A montagem internacional participou da Mostra Oficial de 2018 do Festival de Teatro de Curitiba. O texto – muito bem construído – é do autor português Tiago Rodrigues. É um nome importante da cena contemporânea de Lisboa. Tem 41 anos e é o diretor artístico Teatro Nacional D. Maria II, reconhecido espaço da capital.
Como bem descreve o nome de uma oficina ministrada em Curitiba sobre a dramaturgia de Tiago, a obra dele é “um teatro político atravessado de afeto”. É uma combinação necessária. Ao mesmo tempo que Tristeza e Alegria na vida das girafas alcança quem procura um teatro com reflexões mais profundas. Na mesma proporção, conversa na com quem quer apenas se divertir. Detalhe: espectadores a partir dos 10 anos estão aptos a embarcar na fantasia da protagonista.
Fantasia
A montagem que esteve em cartaz no Festival de Teatro de Curitiba foi traduzida e dirigida por Thomas Quillardet. Na história, uma garota de nove anos – órfã de mãe – precisa fazer um trabalho escolar. Quer contar sobre a vida das Girafas mas, infortunadamente, o pai precisou cortar o canal de TV predileto, o Discovery Channel.
Para recuperá-lo, a garotinha se embrenha em uma aventura acompanhada do controverso urso Judy Garland. Eles têm um pedido a fazer ao primeiro ministro de Portugal, Pedro Passos Coelho. Por meio dessa saga, o texto usa o teatro para estimular uma reflexão sobre como a realidade social interfere na vida das pessoas.
Sim, sem ser chato, acadêmico ou didático Tristeza e alegria na vida das Girafas fala sobre crise econômica. Diz também sobre o que significa crescer em momentos de adversidade, sobre como elaborar sentimentos e dores que não são fáceis, sobre o que é aprender, amadurecer.
Teatralidade
Estes são alguns dos méritos do texto. E a cena? Assim como a mente de qualquer criança, o palco é um lugar que tudo pode ser tudo. Ou seja, basta um pedaço de grama sintética para imaginarmos o caminhar em um terreno externo. Thomas assume essa força mágica de significações que o teatro tem.
A estrutura do palco chama atenção logo na chegada. São quatro pilares e no meio deles, surgem como se fossem grandes marionetes, residências, bancos, barcos infláveis. Pessoas, fantasmas e instituições também. Enfim, elementos que vão preencher nosso imaginário concreto e poético.
O teatro aparece de uma maneira tão desnuda, que o embarque na fantasia é mais afetivo do que racional. O diretor não tenta te convencer de nada. Te convida a acreditar. É isso é ser sincero.
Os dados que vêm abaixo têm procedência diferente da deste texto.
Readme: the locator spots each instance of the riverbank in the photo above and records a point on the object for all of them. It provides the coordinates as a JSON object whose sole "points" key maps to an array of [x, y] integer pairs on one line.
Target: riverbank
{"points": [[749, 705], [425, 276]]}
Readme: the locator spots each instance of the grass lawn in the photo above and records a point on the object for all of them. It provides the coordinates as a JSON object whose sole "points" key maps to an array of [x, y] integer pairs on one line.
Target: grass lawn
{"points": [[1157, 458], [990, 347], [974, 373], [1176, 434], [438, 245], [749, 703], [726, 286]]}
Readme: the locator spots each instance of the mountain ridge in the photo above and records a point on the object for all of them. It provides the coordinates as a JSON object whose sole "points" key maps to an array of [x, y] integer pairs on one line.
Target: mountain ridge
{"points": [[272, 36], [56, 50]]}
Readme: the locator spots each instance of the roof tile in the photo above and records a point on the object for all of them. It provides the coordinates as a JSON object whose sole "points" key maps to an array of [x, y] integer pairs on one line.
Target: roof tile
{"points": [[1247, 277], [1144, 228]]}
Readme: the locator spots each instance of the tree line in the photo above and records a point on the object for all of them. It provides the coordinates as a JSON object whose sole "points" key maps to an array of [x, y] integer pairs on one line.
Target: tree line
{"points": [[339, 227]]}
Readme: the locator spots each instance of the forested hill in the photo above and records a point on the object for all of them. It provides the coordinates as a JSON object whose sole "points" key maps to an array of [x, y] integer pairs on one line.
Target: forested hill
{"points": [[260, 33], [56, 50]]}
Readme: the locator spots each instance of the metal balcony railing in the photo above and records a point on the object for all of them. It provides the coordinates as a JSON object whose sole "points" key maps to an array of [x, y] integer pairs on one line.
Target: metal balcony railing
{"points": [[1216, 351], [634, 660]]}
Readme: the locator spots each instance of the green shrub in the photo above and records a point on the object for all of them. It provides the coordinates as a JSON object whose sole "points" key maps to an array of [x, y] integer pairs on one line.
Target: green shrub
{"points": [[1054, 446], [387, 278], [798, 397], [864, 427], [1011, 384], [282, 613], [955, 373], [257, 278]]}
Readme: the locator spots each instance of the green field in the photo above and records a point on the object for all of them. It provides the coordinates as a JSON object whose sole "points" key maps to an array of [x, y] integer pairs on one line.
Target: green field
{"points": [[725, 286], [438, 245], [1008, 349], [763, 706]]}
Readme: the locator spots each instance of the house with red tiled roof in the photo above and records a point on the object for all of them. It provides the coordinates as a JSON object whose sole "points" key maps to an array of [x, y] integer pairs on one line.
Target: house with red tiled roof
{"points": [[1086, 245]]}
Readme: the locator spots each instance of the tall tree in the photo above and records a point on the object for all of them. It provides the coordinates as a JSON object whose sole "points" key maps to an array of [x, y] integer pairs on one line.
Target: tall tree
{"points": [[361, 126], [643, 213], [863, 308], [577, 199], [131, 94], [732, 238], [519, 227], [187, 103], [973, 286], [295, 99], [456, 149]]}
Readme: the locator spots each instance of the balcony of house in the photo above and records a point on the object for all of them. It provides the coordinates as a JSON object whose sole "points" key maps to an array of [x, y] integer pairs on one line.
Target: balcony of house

Inclusive o texto incorpora esse distanciamento a medida em que te convida a acreditar que uma mulher adulta é uma criança. Um homem é um urso e daí por diante. Ninguém é caricato. Tristeza e Alegria na Vida das Girafas tem em cena Maloue Fourdrinier, Marc Berman, Christophe Garcia, Jean-Toussaint Bernard.
A presença deste espetáculo na programação da Mostra Oficial 2018 é uma demonstração de sintonia. De certa forma, a relação entre política e teatro tem aparecido de diversas formas por aqui. Tristeza e Alegria na Vida das Girafas é um exemplo de que essa combinação pode ser leve, despretensiosa e para todas as idades.